My imaginary girlfriend rolled in at 2:30 this morning, so things are a little tense over here.
interviewer: can you type fast?
me: yes, that and SEVERAL other words
before you call me an idiot consider this: i know
Me: How much more oatmeal can you eat before you become a literary classic?
Donkey: What?
Me: *giggling* Donkey Oaty
My 5 y/o woke me up to tell me she had a dream my office was invaded by gorillas and I saved everyone using just a hammer so apparently she thinks I’m a Mario Brother for a living.
This isn’t working out. You’re one of those “talk it out” types and I just want to slam cabinet doors and fantasize about a garden full of hard-to-detect poisonous plants.
I’m rubber, you’re glue. He’s scissors, she’s a toner cartridge, those fellas are paperclips. Welcome to the supply closet pal.
Guys that squirrel is on my patio in the dark dragging his little hand across his throat shit what do I do
Me: I wanna be ugly
Genie: you got 3 wishes left
i have no electricity today bc of the snowstorm so i was forced to talk to my husband and son they seem nice.
airports are so funny. like “oh you’re flying across the country? would you like to hang out in a mall first”
I just watched my son get a knot out of his shoelace with the tine of a fork and then put it back in the silverware drawer and OMG! HOW MANY TIMES HAS HE DONE THIS?!
With these gas prices forget my kids, I’m about to buy myself a pony
“Look at me at me when I’m talking to you, lady.
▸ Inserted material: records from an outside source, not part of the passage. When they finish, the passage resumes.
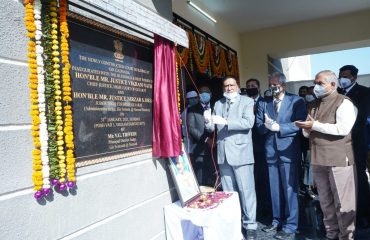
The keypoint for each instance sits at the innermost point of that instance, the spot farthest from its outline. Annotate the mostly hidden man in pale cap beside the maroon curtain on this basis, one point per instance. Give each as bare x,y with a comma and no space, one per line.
191,100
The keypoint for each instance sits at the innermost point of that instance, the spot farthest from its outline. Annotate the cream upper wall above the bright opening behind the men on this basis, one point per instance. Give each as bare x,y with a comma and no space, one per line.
321,35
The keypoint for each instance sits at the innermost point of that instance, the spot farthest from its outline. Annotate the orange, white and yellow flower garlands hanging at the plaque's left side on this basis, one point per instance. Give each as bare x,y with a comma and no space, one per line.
51,97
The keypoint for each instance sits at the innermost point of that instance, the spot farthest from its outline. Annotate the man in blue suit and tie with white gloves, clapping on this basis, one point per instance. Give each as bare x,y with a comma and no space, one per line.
275,118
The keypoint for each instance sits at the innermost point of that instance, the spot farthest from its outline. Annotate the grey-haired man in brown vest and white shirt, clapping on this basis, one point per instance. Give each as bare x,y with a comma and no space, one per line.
328,126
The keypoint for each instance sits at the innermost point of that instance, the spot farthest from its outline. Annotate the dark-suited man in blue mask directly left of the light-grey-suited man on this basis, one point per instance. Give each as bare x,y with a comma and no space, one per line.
202,139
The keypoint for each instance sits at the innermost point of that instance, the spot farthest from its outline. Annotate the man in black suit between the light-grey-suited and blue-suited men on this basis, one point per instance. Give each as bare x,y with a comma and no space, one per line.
260,165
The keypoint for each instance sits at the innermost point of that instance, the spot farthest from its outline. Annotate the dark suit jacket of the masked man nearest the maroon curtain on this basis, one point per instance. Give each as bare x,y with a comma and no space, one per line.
197,131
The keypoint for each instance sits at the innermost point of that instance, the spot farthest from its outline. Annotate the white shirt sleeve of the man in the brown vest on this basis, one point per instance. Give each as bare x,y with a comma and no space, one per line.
345,118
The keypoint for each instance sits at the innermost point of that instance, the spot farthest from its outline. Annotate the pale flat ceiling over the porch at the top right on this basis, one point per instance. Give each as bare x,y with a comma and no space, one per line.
248,15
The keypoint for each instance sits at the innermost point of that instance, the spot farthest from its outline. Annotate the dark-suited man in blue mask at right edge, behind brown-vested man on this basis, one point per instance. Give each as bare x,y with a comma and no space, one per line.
360,97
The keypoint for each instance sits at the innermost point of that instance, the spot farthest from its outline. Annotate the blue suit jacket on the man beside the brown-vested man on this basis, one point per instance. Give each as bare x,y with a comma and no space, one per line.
285,143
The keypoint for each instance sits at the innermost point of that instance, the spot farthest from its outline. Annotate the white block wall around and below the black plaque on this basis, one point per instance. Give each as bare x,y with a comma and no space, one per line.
121,199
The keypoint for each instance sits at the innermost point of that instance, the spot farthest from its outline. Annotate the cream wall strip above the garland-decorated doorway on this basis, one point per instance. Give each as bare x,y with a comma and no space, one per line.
221,30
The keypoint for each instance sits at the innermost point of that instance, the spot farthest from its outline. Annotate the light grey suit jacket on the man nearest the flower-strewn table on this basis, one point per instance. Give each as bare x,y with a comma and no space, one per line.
234,140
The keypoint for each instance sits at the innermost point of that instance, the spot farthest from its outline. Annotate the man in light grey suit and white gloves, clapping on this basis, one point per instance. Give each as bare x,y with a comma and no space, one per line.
234,118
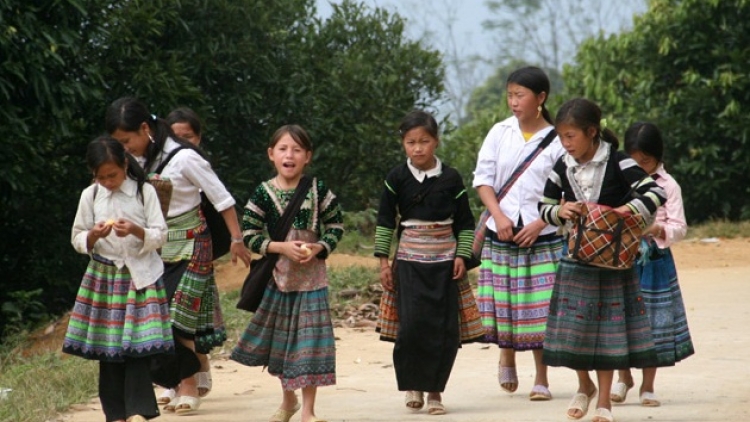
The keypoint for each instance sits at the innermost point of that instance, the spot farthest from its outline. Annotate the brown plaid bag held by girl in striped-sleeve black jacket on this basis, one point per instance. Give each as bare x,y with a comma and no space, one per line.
604,238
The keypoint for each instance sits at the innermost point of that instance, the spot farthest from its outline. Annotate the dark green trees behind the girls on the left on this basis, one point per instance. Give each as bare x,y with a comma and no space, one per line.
247,66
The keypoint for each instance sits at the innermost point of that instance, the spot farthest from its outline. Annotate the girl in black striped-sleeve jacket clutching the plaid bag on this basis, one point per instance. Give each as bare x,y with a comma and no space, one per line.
597,320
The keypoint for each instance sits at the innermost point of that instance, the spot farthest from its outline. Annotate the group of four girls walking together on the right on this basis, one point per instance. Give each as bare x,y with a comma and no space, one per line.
530,296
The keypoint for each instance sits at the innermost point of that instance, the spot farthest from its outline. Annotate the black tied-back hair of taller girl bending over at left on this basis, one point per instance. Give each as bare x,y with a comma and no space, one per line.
128,114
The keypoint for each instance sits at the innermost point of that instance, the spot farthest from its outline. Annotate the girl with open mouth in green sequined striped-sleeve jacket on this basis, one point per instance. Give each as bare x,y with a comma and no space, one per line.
291,332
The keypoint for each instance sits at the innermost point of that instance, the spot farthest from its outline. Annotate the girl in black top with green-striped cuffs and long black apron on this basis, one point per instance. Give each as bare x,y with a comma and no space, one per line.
435,234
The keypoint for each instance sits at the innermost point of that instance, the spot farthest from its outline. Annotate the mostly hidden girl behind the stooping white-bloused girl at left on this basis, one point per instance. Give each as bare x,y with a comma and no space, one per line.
186,124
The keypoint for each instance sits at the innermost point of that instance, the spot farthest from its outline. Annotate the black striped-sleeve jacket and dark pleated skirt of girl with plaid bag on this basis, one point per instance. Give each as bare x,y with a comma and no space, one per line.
597,316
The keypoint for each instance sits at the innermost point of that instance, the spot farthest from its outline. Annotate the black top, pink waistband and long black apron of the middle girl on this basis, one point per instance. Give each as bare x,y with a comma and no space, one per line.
428,314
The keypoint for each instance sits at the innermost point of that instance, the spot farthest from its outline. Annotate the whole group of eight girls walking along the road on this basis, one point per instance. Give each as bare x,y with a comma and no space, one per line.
148,307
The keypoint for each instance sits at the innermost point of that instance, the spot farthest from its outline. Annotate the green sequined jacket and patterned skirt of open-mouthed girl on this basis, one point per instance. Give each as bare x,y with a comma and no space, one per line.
291,332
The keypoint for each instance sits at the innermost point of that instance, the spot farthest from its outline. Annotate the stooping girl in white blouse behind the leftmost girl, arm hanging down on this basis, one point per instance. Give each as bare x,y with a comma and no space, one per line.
189,272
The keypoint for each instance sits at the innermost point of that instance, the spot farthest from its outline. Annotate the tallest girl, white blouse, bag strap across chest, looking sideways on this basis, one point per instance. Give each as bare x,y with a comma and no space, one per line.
520,252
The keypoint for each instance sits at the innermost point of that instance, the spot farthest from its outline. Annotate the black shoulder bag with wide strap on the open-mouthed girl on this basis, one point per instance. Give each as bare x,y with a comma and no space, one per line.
261,270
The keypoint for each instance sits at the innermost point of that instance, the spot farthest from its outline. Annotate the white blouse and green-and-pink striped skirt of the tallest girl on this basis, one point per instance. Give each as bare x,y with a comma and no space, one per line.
515,283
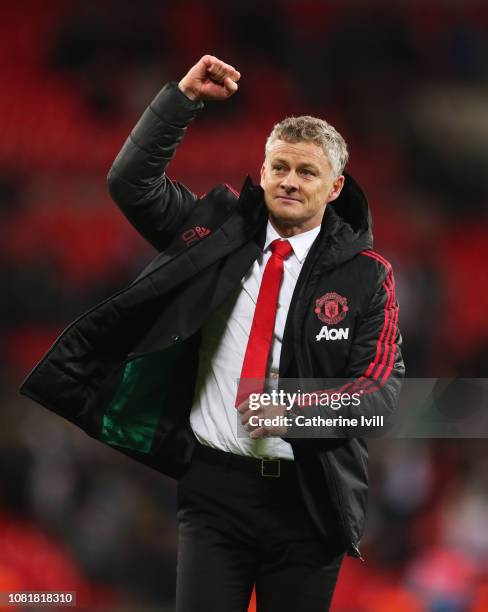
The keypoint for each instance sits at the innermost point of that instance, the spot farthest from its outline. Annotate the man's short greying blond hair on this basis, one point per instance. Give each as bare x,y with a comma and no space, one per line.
312,129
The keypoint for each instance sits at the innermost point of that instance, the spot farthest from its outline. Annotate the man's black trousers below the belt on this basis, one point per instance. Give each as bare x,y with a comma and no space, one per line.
238,528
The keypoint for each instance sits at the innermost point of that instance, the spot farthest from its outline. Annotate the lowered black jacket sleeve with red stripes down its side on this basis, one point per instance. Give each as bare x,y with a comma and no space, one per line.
374,373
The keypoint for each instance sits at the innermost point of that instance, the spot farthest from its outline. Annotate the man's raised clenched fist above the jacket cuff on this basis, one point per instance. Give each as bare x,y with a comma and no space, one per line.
210,79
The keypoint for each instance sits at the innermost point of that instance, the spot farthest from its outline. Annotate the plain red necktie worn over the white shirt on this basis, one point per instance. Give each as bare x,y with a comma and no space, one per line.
262,328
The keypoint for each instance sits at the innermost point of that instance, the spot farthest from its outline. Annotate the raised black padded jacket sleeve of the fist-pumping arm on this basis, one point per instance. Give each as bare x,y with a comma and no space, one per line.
137,181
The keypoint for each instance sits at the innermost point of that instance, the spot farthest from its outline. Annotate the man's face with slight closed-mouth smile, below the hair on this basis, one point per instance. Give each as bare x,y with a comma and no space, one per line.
298,183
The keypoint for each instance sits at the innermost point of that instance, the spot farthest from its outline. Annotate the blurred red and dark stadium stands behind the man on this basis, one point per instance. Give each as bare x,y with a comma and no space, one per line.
407,85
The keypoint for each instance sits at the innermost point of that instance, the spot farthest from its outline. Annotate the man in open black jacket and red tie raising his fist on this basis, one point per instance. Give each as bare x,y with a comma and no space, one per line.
279,283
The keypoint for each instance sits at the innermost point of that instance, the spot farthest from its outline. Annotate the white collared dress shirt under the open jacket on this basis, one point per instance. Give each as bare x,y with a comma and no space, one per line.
214,418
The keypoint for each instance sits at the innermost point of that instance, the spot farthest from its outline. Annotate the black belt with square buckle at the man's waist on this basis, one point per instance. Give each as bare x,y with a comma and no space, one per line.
266,467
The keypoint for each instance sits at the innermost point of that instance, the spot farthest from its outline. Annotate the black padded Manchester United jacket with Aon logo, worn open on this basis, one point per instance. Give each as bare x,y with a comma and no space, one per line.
125,370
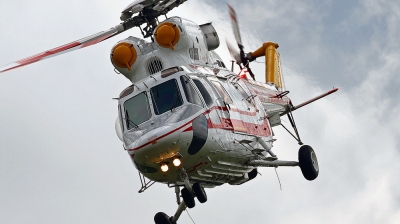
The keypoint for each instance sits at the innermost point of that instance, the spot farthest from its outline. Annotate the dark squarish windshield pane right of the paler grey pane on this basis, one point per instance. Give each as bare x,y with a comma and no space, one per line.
166,96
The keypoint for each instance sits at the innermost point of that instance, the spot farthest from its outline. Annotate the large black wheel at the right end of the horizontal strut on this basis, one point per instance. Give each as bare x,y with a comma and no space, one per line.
308,162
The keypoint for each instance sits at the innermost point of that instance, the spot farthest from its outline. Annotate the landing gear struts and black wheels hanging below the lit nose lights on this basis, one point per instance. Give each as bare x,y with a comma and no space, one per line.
188,193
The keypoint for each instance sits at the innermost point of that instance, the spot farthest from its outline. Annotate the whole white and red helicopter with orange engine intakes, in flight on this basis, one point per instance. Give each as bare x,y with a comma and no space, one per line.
187,120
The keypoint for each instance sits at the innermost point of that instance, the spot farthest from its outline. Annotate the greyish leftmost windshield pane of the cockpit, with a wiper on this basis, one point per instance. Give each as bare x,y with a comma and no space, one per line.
136,110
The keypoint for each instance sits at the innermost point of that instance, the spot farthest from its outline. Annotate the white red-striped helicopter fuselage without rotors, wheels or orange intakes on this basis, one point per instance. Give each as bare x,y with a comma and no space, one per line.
184,104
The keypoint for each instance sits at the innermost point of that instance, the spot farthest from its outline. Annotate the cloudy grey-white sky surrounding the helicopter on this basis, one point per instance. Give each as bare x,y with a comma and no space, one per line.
61,161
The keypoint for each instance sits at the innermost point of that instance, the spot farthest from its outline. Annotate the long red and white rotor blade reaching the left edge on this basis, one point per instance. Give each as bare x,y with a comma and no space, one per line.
81,43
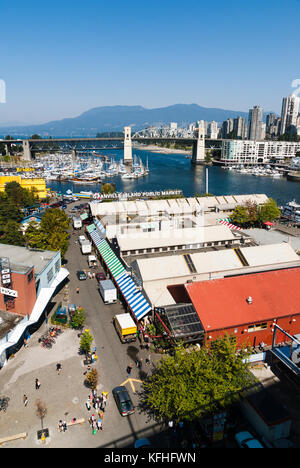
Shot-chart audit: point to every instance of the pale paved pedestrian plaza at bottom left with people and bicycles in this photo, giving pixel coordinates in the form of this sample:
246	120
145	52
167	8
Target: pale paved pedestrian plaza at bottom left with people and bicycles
64	395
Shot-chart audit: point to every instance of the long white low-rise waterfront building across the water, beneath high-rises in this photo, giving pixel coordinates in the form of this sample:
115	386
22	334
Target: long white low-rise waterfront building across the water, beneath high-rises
241	152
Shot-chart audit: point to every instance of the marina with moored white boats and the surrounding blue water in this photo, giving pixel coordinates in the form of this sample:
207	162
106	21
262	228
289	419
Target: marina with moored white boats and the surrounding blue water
156	172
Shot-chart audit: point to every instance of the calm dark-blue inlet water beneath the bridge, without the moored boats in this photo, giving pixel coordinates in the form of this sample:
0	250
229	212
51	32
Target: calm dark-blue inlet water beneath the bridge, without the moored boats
175	171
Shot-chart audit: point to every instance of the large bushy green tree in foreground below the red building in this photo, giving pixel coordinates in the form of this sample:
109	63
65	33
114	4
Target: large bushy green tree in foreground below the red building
187	386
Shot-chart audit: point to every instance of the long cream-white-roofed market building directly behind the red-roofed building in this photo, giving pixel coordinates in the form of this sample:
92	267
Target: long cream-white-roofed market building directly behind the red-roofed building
162	276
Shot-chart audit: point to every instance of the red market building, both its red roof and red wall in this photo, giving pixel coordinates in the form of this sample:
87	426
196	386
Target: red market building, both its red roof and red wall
248	307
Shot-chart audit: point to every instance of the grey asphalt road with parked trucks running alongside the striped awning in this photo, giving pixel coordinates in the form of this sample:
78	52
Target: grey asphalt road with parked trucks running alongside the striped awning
114	357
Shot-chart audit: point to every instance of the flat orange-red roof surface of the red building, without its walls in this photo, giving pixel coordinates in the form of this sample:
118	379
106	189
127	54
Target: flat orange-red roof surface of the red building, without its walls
222	303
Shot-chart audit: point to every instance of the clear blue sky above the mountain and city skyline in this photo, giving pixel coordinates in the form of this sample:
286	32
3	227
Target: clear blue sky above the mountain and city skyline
61	58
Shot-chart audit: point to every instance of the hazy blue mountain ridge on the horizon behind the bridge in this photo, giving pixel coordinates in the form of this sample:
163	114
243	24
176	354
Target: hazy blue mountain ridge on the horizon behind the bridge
114	118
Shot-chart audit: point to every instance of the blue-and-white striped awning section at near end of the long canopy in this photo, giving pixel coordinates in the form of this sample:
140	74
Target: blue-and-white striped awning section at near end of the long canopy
134	298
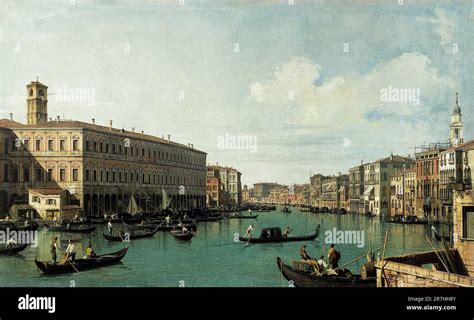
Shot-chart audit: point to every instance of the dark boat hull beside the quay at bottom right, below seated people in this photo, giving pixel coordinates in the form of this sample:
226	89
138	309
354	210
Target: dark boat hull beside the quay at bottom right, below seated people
306	279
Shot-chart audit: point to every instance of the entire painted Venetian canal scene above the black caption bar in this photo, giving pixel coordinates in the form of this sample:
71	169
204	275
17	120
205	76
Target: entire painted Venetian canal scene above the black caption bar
237	144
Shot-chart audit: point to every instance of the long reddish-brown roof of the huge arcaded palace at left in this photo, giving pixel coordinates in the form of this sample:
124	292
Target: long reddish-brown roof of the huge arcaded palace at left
73	124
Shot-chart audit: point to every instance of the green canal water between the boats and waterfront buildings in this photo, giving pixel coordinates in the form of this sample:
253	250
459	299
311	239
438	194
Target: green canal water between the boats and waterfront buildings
212	258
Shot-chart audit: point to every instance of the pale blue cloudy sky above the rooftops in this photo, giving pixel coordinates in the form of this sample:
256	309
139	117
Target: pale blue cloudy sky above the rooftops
277	89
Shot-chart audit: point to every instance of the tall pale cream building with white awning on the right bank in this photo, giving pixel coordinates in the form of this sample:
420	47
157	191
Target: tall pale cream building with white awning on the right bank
377	182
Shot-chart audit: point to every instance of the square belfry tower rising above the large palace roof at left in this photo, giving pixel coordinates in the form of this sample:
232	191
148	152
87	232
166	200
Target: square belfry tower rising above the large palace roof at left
37	102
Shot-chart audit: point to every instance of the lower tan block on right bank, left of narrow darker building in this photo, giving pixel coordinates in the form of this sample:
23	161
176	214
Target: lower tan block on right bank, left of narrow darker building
335	191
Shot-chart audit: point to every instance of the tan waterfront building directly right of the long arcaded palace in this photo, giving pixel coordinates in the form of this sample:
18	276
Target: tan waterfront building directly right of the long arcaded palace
230	184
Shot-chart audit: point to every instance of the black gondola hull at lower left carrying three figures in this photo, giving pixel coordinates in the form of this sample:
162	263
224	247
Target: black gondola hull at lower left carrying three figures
81	264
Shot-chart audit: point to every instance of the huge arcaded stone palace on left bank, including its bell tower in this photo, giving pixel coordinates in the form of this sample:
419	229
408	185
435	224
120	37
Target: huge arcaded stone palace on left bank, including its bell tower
98	167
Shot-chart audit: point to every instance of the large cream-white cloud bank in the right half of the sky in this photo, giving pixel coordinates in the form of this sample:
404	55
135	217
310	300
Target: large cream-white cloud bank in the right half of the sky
348	99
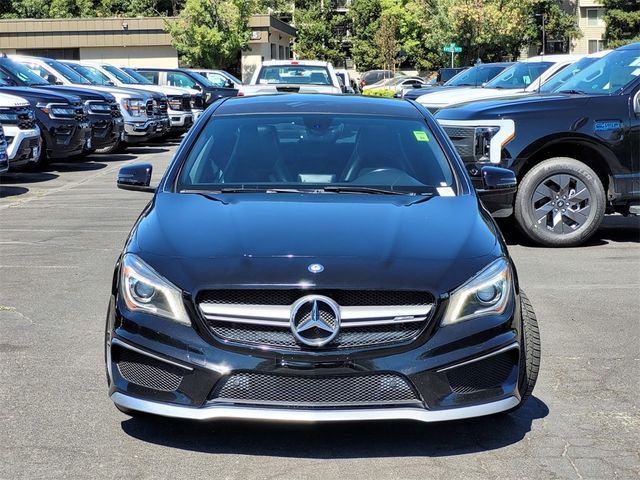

Oh, no, no, not you, lady. I call my daughter lady. I’m so sorry.”
* me, in public on more than one occasion.
When someone buys a new car I like to get them a ziploc bag full of gas as like a car warming present.
me: I would hate to be the Bear of Bad News
my wife: it’s bearer of bad news not Bear of Bad News
Bear of Bad News: lady you don’t know wtf you’re talking about
*lights a scented candle in my house
*gets texted 500 miles away from my mother
Please watch those candles
My wife refuses to hire a housekeeper bc *checks notes* she doesn’t want them to see this mess.
I’m sitting next to a beautiful woman at a bar so now it’s only a matter of time before nothing happens.
[crime scene]
•detective flips open pocket watch•
Hmmm…precisely what I thought
“What’s that sir”
•closes watch•
It’s lunch time
[speed dating]
Her: So, what do you do to unwind?
Mummy: I avoid that at all costs.
One of my sons says he likes my new haircut, and the other will have to twirl a sign outside a Mattress Firm to pay for college, I guess.
Broke my make-up mirror this morning.
I thought people would say 7 yrs of bad luck but mostly it’s been, “Your eyeliner is really crooked.”
How people watch movies when they’re:
DATING *hold hands*
ENGAGED *cuddle*
MARRIED *one person turns the volume up while I choke on a piece of popcorn*
[family vacation]
Son: how much farther?
Me: call me dad
Women who wear pink camo, what exactly are you hiding from?
I just googled “jokes to tell right before you die” and if that doesn’t tell you what kind of person I am, I don’t know what does.